It has come to my attention that I have a white gay male blogger who is letting his anti-Blackness and transphobic racism flow, and I felt the disturbance in the TBLGQ Force.
That’s mighty white gay male of him. Be mad and stay mad that I won this year’s GLAAD Media Award for outstanding blog and I’m the first trans blogger to do so.
Saying it loud, Black, trans and proud.
This person is also getting frothing at the mouth angry that I have basically done what the late Coretta Scott King used to do and intentionally changed the letters in the LGBTQ acronym around.
Questions for this hater who knows who he is. Have you helped passed good legislation that expanded rights for everyone and killed bad bills like I have? Participated in vigils for murdered trans people?
Are you repeatedly called on to participate in panels at colleges and conferences that discuss politics, current events, human rights, reproductive justice or criminal justice?
Do you have a regular column in a TBLGQ magazine? Are you asked to write pieces for other TBLGQ news outlets?
Have you been interviewed on camera to talk about human rights issues? Are you quoted in other journalists work? Have you gotten awards from various organizations for your human rights work?
I have receipts. Do you?
Have several seats now that I’m done responding to your transphobic nonsense posted in your two bit three block blog.
So why do I write the community acronym as TBLGQ in much of my writing?

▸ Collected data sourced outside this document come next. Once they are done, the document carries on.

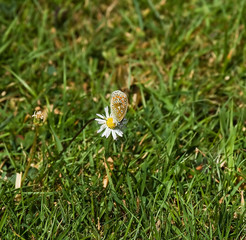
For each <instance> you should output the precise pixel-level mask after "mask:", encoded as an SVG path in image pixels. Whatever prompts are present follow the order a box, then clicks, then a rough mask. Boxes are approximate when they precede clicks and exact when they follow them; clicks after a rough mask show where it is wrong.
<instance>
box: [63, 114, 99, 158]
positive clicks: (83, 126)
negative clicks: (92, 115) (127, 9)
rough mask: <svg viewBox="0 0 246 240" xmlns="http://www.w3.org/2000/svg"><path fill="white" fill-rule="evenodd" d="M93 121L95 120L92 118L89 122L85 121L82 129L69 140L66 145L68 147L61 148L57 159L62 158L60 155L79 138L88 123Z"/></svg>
mask: <svg viewBox="0 0 246 240" xmlns="http://www.w3.org/2000/svg"><path fill="white" fill-rule="evenodd" d="M94 120H95V118H92V119H90V120H89V121H87V122H86V123H85V125H84V126H82V128H81V129H80V130H79V131H78V132H77V133H76V134H75V135H74V137H73V138H72V139H71V140H70V142H69V143H68V145H67V146H65V147H63V149H62V151H61V152H60V154H59V157H60V156H62V154H63V153H64V152H65V151H66V150H67V148H68V147H69V146H70V145H71V144H72V142H73V141H74V140H75V139H76V138H77V137H78V136H79V134H80V133H81V132H82V131H83V130H84V129H85V127H86V126H87V125H88V124H89V123H91V122H92V121H94Z"/></svg>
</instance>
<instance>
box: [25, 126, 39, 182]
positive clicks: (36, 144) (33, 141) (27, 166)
mask: <svg viewBox="0 0 246 240" xmlns="http://www.w3.org/2000/svg"><path fill="white" fill-rule="evenodd" d="M37 137H38V126H37V125H36V126H35V136H34V140H33V144H32V148H31V150H30V154H29V157H28V160H27V166H26V169H25V173H24V176H23V178H22V181H21V185H23V183H24V181H25V179H26V176H27V173H28V171H29V168H30V166H31V163H32V160H33V157H34V153H35V150H36V146H37Z"/></svg>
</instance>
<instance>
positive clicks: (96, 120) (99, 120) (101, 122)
mask: <svg viewBox="0 0 246 240" xmlns="http://www.w3.org/2000/svg"><path fill="white" fill-rule="evenodd" d="M95 121H97V123H99V124H104V123H106V121H105V120H102V119H99V118H96V119H95Z"/></svg>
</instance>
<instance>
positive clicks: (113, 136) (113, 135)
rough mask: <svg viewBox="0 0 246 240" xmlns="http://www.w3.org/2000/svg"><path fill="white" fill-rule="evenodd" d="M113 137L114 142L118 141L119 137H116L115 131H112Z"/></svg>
mask: <svg viewBox="0 0 246 240" xmlns="http://www.w3.org/2000/svg"><path fill="white" fill-rule="evenodd" d="M112 136H113V139H114V140H116V139H117V135H116V133H115V131H114V130H112Z"/></svg>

I prefer to put the ‘T’ first to remind you gay and lesbian folks that it was trans folks who have repeatedly put their behinds on the line to advance the human rights of our community.
That history of trans people standing up for their human rights and everyone else’s goes back to the 1959 Cooper’s Donuts Riot in LA, the 1965 Dewey’s Lunch Counter Sit In and Protest in Philadelphia, the 1966 Compton’s Cafeteria Riot in San Francisco, and of course, Stonewall in 1969.
It is also trans women of color like Sylvia Rivera, Marsha P Johnson, Lady Java taking on the LAPD’s infamous Rule No. 9 and countless other trans people throughout the decades who have also fought tooth and nail not only for our human rights, but yours as well.
And that tradition continues with our trans kids like Gavin Grimm, Jazz Jennings, and Nicole Maines just to name a few.
I put the T first to remind my trans younglings that I and their trans elders love them, we acknowledge they are our future leaders, and we have their backs. I and their trans elders want them to stay in school, get that education, and live their best lives by being unapologetically proud of who they are.
I put the ‘T’ first in TBLGQ because we are being violently attacked, and it is my Black trans segment of the community taking the brunt of that anti-trans violence.
I put the ‘T’ first to remind our peeps that your best revenge against the anti-trans hate is to not end your life, but to survive, live and thrive.
I put the ‘T’ first because it is a reminder to the gay and lesbian segments of the community and society as a whole that trans people still need human rights coverage codified in legislation, and our human rights fight is not over.
I put the ‘T” first because I want to remind the world that the humanity of trans people is not up for debate or discussion, especially by cis people who are hostile to our existence.
That’s why I put the ‘T’ first in TBLGQ. Because it deserves to be there, and we have paid in blood, sweat and tears for it to be there.
And if you don’t like the fact I’m doing it, too bad.